WHAT IS THE BEST WAY TO BACKUP MY DATA? – In Information Technology, a backup or the process of backing up refers to making copies of data so that these additional copies may be used to restore the original after a data loss event. The verb form is back up in two words, whereas the noun is backup (often used like an adjective in compound nouns).
Backups have two distinct purposes. The primary purpose is to recover data as a reaction to data loss, be it by data deletion or corrupted data. Data loss is a very common experience of computer users. 67% of internet users have suffered serious data loss. The secondary purpose of backups is to recover data from a historical period of time within the constraints of a user-defined data retention policy, typically configured within a backup application for how long copies of data are required. Though backups popularly represent a simple form of disaster recovery, and should be part of a disaster recovery plan, by themselves, backups should not alone be considered disaster recovery. Not all backup systems and/or backup applications are able to reconstitute a computer system, or in turn other complex configurations such as a computer cluster, active directory servers, or a database server, by restoring only data from a backup.

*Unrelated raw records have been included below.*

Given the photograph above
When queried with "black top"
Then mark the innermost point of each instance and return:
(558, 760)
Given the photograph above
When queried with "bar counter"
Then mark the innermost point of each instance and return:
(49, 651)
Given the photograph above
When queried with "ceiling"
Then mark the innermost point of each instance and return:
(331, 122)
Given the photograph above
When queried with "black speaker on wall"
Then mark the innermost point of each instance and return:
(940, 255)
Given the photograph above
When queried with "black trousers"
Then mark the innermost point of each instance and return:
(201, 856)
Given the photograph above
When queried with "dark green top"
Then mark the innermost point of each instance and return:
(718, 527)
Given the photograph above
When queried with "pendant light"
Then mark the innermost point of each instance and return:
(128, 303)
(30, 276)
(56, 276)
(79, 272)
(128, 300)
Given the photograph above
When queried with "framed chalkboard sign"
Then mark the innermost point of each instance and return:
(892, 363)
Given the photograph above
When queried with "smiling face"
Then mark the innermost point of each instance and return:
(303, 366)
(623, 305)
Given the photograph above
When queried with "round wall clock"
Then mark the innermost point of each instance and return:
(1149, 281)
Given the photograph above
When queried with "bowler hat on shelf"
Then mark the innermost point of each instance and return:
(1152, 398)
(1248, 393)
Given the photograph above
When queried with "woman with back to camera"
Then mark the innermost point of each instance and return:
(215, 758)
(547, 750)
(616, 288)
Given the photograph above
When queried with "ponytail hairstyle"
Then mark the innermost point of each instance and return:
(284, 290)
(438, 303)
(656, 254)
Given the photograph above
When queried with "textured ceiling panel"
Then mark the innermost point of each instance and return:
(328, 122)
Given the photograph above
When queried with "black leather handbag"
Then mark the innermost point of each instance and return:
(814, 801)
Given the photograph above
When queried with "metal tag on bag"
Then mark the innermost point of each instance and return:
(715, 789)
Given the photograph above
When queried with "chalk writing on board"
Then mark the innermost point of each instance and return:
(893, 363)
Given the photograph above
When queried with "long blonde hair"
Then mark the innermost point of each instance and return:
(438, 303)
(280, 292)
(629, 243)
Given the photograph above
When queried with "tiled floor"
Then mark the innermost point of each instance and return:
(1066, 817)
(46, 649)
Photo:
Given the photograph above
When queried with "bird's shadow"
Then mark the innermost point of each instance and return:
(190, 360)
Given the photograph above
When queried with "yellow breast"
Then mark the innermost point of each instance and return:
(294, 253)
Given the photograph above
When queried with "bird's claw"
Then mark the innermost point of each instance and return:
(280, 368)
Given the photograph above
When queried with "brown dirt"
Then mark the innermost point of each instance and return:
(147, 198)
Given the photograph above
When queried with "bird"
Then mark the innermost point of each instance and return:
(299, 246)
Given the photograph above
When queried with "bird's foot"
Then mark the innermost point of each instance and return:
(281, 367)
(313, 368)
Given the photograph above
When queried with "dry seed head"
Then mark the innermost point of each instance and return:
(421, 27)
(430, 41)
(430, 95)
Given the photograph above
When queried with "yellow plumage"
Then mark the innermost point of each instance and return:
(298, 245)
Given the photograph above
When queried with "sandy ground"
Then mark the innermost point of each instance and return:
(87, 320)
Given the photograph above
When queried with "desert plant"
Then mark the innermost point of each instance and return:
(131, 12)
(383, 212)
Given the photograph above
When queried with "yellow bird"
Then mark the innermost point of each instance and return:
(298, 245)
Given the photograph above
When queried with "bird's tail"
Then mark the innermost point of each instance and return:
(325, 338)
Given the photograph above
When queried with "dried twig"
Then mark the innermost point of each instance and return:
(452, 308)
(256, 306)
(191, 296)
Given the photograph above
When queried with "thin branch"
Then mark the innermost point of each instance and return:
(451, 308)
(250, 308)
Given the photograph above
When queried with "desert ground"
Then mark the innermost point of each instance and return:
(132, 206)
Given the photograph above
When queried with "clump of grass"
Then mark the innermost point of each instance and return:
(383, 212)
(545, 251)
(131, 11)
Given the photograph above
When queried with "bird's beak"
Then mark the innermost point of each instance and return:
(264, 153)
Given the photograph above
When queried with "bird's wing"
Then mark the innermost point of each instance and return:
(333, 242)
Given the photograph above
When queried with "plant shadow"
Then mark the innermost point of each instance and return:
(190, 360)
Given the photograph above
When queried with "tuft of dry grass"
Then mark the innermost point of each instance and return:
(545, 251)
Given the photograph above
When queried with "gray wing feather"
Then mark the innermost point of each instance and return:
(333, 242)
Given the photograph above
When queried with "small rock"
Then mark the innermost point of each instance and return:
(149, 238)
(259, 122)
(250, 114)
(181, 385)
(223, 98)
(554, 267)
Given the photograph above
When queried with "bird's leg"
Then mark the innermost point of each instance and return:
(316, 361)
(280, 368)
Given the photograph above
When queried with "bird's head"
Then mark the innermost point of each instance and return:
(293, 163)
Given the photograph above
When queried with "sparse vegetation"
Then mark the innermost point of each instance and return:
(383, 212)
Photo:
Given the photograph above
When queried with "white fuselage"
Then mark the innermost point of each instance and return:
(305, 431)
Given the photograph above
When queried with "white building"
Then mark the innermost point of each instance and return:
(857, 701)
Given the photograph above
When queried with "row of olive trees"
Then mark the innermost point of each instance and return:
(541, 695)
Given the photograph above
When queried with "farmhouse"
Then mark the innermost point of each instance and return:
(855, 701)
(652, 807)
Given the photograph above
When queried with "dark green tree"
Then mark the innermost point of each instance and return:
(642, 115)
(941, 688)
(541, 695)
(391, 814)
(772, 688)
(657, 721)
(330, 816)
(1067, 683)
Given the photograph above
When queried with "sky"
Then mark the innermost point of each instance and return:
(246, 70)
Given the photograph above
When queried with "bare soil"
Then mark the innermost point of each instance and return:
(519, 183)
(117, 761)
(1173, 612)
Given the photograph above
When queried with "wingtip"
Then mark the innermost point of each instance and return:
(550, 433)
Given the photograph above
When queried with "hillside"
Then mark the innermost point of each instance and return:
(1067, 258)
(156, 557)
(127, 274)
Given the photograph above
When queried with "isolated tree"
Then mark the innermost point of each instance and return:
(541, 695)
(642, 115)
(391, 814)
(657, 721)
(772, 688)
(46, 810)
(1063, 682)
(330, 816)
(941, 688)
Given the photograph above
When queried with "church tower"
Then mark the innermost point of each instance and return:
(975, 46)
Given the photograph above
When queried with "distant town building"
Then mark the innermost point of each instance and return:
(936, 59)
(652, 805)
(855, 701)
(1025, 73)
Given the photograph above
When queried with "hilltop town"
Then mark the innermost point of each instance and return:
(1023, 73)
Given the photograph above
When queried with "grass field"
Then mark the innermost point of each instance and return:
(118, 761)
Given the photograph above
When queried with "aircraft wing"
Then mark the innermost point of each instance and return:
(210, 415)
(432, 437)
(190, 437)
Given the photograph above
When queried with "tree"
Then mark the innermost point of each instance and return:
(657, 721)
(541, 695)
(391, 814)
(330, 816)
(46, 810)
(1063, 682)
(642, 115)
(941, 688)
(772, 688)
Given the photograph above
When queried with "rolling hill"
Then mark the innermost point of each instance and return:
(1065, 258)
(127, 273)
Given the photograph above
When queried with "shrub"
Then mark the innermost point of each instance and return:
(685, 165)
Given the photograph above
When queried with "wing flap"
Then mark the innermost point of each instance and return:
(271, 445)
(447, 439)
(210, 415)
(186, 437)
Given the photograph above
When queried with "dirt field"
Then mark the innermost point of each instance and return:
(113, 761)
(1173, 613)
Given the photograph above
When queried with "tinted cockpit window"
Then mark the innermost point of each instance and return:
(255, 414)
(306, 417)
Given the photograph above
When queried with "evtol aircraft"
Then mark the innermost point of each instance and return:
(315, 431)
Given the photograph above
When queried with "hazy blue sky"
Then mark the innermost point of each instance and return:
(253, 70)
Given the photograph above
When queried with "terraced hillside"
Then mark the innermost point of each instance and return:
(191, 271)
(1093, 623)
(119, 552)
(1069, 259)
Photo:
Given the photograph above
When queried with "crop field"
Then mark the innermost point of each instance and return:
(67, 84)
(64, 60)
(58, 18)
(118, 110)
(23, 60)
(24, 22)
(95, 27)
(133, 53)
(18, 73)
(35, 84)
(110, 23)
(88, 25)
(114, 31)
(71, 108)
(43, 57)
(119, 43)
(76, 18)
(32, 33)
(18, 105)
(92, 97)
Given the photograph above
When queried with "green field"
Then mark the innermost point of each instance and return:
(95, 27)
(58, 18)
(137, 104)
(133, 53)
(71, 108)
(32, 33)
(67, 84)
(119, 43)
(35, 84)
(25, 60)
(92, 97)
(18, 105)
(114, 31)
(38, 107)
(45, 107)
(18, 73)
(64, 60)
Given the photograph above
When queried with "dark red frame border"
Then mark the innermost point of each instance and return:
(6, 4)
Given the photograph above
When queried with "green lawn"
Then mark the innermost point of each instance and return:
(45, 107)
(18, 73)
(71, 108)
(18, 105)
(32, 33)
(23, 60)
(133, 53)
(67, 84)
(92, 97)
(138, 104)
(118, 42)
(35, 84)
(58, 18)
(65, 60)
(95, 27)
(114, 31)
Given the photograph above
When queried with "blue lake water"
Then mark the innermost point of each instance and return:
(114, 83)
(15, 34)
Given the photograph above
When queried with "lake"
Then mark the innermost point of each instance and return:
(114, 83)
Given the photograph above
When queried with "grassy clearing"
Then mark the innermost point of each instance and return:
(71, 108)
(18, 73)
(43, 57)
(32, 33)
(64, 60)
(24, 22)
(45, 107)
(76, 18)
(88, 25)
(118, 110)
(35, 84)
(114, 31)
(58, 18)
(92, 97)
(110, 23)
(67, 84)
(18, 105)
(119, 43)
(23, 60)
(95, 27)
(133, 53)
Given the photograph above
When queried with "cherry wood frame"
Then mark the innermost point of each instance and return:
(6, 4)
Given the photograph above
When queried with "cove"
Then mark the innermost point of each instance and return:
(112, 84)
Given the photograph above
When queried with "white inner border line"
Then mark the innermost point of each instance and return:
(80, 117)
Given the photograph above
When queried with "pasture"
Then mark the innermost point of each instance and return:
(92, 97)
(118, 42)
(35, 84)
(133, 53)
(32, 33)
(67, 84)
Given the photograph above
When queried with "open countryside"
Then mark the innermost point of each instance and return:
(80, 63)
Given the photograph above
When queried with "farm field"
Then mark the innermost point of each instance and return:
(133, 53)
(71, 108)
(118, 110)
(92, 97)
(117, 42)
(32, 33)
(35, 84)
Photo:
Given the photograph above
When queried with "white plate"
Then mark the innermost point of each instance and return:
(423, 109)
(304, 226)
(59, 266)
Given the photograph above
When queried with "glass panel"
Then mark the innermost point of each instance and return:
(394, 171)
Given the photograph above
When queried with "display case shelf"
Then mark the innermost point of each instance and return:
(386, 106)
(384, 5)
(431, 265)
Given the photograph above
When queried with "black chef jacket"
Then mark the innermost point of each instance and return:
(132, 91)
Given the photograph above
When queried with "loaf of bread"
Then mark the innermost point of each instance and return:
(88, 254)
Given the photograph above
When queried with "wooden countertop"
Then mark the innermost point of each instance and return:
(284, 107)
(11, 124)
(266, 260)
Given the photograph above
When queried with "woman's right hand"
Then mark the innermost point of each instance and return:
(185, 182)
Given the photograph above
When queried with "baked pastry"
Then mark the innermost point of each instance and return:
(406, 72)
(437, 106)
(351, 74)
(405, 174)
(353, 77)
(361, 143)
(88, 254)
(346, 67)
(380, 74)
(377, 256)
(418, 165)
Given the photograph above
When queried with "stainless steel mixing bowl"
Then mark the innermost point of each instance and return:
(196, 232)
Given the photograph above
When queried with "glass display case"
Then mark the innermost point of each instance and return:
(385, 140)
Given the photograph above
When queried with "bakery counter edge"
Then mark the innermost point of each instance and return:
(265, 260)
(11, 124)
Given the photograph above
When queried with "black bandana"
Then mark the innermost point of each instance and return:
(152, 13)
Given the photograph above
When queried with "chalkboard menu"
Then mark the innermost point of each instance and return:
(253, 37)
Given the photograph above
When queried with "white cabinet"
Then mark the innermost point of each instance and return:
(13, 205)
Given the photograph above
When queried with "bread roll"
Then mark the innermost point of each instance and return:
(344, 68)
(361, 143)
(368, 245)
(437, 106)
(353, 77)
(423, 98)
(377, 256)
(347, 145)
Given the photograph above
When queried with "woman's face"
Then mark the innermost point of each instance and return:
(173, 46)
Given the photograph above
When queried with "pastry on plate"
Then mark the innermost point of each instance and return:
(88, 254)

Since a backup system contains at least one copy of all data worth saving, the data storage requirements are considerable. Organizing this storage space and managing the backup process is a complicated undertaking. A data repository model can be used to provide structure to the storage. In the modern era of computing there are many different types of data storage devices that are useful for making backups. There are also many different ways in which these devices can be arranged to provide geographic redundancy, data security, and portability.
Before data is sent to its storage location, it is selected, extracted, and manipulated. Many different techniques have been developed to optimize the backup procedure. These include optimizations for dealing with open files and live data sources as well as compression, encryption, and de-duplication, among others. Many organizations and individuals try to have confidence that the process is working as expected and work to define measurements and validation techniques. It is also important to recognize the limitations and human factors involved in any backup scheme.